Chapter 11: Alcohols, Phenols, and Ethers
Highly Detailed Mark-wise Solutions for Board Exam Preparation
1 Mark Questions (Very Short Answer)
Answer: The IUPAC name of anisole ($C_6H_5-O-CH_3$) is Methoxybenzene.
Answer: Cobalt naphthenate is used as the catalyst for the oxidation of cumene to cumene hydroperoxide.
Answer: Phenol is more acidic than ethanol because the phenoxide ion formed after losing a proton is stabilized by resonance, whereas the ethoxide ion has no resonance stabilization.
Answer: Phenol reacts rapidly with bromine water to give a white precipitate of 2,4,6-tribromophenol.
2 Mark Questions (Short Answer-I)
Answer:
Williamson Synthesis: It is a laboratory method to prepare symmetrical and unsymmetrical ethers.
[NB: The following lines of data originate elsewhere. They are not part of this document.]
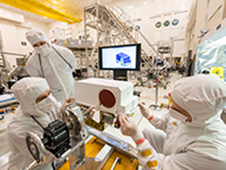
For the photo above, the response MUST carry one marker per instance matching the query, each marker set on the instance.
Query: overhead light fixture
(131, 6)
(55, 2)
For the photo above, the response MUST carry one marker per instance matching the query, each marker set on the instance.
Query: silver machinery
(60, 139)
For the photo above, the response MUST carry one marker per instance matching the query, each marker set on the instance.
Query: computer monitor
(122, 57)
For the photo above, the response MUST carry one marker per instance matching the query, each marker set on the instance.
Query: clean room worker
(191, 136)
(54, 63)
(36, 103)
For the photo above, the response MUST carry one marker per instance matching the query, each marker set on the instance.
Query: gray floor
(147, 96)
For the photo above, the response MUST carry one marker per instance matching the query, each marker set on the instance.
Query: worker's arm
(187, 159)
(31, 68)
(157, 121)
(72, 60)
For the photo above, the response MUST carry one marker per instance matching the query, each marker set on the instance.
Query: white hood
(26, 91)
(202, 96)
(36, 35)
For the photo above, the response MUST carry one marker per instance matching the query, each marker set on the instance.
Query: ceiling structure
(32, 8)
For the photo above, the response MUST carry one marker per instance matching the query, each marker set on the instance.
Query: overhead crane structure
(113, 26)
(45, 8)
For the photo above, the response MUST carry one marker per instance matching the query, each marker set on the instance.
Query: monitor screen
(123, 57)
(211, 55)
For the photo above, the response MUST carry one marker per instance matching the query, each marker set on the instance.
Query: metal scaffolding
(113, 26)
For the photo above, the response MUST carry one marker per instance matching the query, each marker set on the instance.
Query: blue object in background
(123, 58)
(175, 22)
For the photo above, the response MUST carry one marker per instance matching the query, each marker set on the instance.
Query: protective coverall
(54, 63)
(180, 145)
(26, 91)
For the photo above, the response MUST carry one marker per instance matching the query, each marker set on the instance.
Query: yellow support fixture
(43, 9)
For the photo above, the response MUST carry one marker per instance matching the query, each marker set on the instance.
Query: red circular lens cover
(107, 98)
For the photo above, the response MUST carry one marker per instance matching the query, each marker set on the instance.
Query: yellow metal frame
(43, 8)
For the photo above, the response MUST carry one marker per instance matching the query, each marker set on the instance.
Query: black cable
(53, 166)
(53, 115)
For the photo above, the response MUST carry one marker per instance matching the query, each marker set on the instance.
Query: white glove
(128, 127)
(144, 110)
(69, 101)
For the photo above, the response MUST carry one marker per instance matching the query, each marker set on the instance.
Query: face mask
(46, 104)
(43, 50)
(177, 115)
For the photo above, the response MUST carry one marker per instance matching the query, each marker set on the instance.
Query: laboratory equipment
(120, 59)
(60, 138)
(111, 97)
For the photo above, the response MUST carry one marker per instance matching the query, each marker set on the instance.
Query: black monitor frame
(138, 57)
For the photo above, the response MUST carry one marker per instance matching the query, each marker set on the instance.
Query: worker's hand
(91, 111)
(128, 127)
(69, 101)
(144, 110)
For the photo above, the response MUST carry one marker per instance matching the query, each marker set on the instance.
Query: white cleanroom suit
(54, 63)
(26, 91)
(177, 144)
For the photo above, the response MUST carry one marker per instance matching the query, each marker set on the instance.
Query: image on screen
(211, 55)
(119, 57)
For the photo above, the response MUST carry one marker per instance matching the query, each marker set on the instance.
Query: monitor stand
(120, 75)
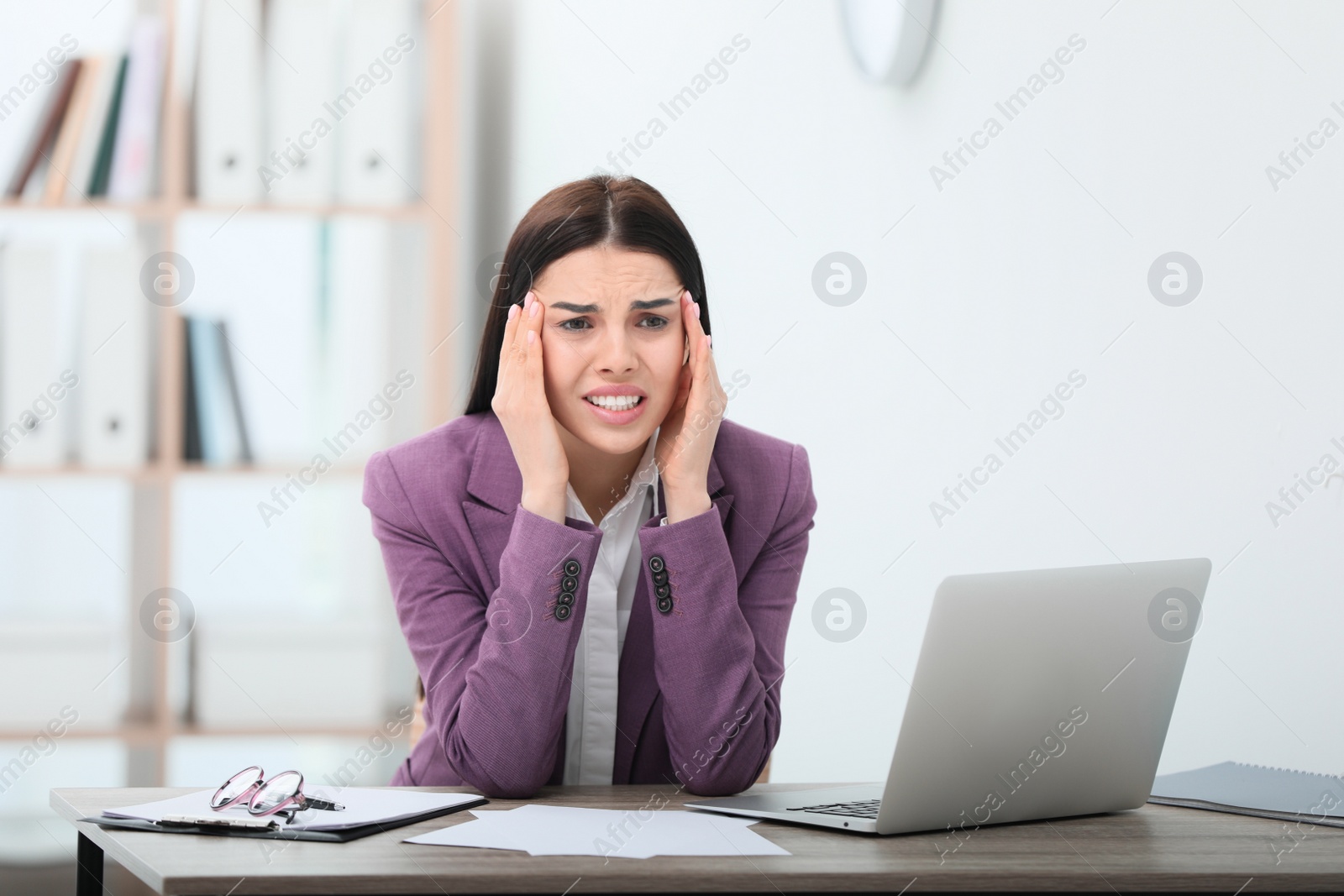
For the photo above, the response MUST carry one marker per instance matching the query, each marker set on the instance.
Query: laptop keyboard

It involves the reaction of an alkyl halide with sodium alkoxide (or sodium phenoxide) via an $S_N2$ mechanism.
$CH_3-CH_2-Br + CH_3-O^-Na^+ \rightarrow CH_3-CH_2-O-CH_3 + NaBr$
(Ethyl bromide) (Sod. methoxide) (Ethyl methyl ether)
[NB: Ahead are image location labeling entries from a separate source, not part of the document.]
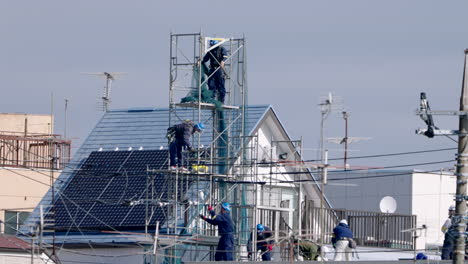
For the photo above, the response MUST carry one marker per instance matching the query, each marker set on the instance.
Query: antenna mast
(110, 76)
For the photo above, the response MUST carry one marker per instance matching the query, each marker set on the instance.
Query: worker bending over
(225, 249)
(264, 242)
(179, 137)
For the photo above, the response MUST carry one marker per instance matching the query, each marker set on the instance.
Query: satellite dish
(388, 205)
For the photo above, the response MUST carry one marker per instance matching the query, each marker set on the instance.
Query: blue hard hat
(421, 256)
(260, 228)
(200, 126)
(226, 207)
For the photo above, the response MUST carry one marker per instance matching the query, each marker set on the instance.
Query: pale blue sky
(377, 55)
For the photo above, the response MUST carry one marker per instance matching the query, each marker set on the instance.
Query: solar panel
(97, 195)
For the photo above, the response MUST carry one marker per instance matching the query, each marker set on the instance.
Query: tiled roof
(138, 128)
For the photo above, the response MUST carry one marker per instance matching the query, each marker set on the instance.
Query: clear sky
(377, 55)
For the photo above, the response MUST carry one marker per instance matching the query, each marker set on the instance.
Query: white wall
(116, 255)
(19, 258)
(425, 195)
(432, 196)
(369, 187)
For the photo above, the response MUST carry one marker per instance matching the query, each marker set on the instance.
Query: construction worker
(217, 56)
(342, 234)
(449, 235)
(225, 249)
(179, 137)
(264, 242)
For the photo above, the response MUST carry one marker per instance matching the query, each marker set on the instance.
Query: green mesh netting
(206, 95)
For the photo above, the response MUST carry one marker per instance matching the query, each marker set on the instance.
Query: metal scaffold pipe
(462, 171)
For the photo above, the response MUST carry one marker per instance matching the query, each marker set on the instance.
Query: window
(13, 220)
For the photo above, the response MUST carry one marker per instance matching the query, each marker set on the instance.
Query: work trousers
(225, 249)
(342, 251)
(447, 248)
(266, 254)
(216, 84)
(175, 150)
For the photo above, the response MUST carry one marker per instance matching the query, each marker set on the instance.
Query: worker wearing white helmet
(449, 239)
(448, 222)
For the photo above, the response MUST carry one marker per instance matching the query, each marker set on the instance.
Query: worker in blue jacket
(181, 134)
(216, 56)
(225, 249)
(264, 242)
(342, 234)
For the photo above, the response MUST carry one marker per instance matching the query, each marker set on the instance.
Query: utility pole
(458, 220)
(462, 170)
(345, 117)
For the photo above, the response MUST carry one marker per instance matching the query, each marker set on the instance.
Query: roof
(139, 128)
(99, 193)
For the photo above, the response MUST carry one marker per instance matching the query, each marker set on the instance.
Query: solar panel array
(97, 196)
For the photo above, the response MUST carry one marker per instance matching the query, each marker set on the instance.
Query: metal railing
(372, 229)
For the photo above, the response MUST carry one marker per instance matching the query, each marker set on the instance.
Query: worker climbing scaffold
(179, 138)
(225, 249)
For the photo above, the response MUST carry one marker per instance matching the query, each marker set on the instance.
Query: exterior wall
(35, 124)
(426, 195)
(115, 255)
(22, 189)
(367, 192)
(432, 196)
(19, 258)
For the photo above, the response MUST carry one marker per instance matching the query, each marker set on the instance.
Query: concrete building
(26, 170)
(426, 195)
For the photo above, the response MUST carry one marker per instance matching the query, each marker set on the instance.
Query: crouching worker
(179, 138)
(342, 235)
(264, 242)
(225, 249)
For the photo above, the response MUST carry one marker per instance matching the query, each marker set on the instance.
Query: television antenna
(346, 140)
(110, 76)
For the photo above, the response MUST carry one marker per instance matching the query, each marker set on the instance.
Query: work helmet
(421, 256)
(200, 126)
(226, 207)
(260, 228)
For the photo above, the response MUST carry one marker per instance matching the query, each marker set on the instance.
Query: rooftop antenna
(346, 140)
(329, 103)
(110, 76)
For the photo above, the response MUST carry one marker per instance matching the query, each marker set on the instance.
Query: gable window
(13, 220)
Condition for unsymmetrical ethers:
To get a good yield, the alkyl halide used must be primary ($1^\circ$). If secondary or tertiary alkyl halides are used, the strong base (alkoxide) causes elimination ($\beta$-elimination) to dominate over substitution, forming an alkene instead of an ether.
Answer:
Chlorobenzene is highly unreactive towards nucleophilic substitution. However, under drastic conditions (623 K and 300 atm), it fuses with aqueous sodium hydroxide ($NaOH$) to form sodium phenoxide. This salt upon acidification with dilute HCl yields phenol.
$C_6H_5-Cl + 2NaOH \xrightarrow{623 \text{ K}, 300 \text{ atm}} C_6H_5-O^-Na^+ + NaCl + H_2O$
$C_6H_5-O^-Na^+ + dil. HCl \rightarrow C_6H_5-OH \text{ (Phenol)} + NaCl$
Answer:
When sodium phenoxide (prepared from phenol and NaOH) is heated with carbon dioxide ($CO_2$) at 400 K and 4-7 atm pressure, it undergoes electrophilic substitution to form sodium salicylate. Subsequent acidification with dilute acid yields Salicylic acid (2-hydroxybenzoic acid).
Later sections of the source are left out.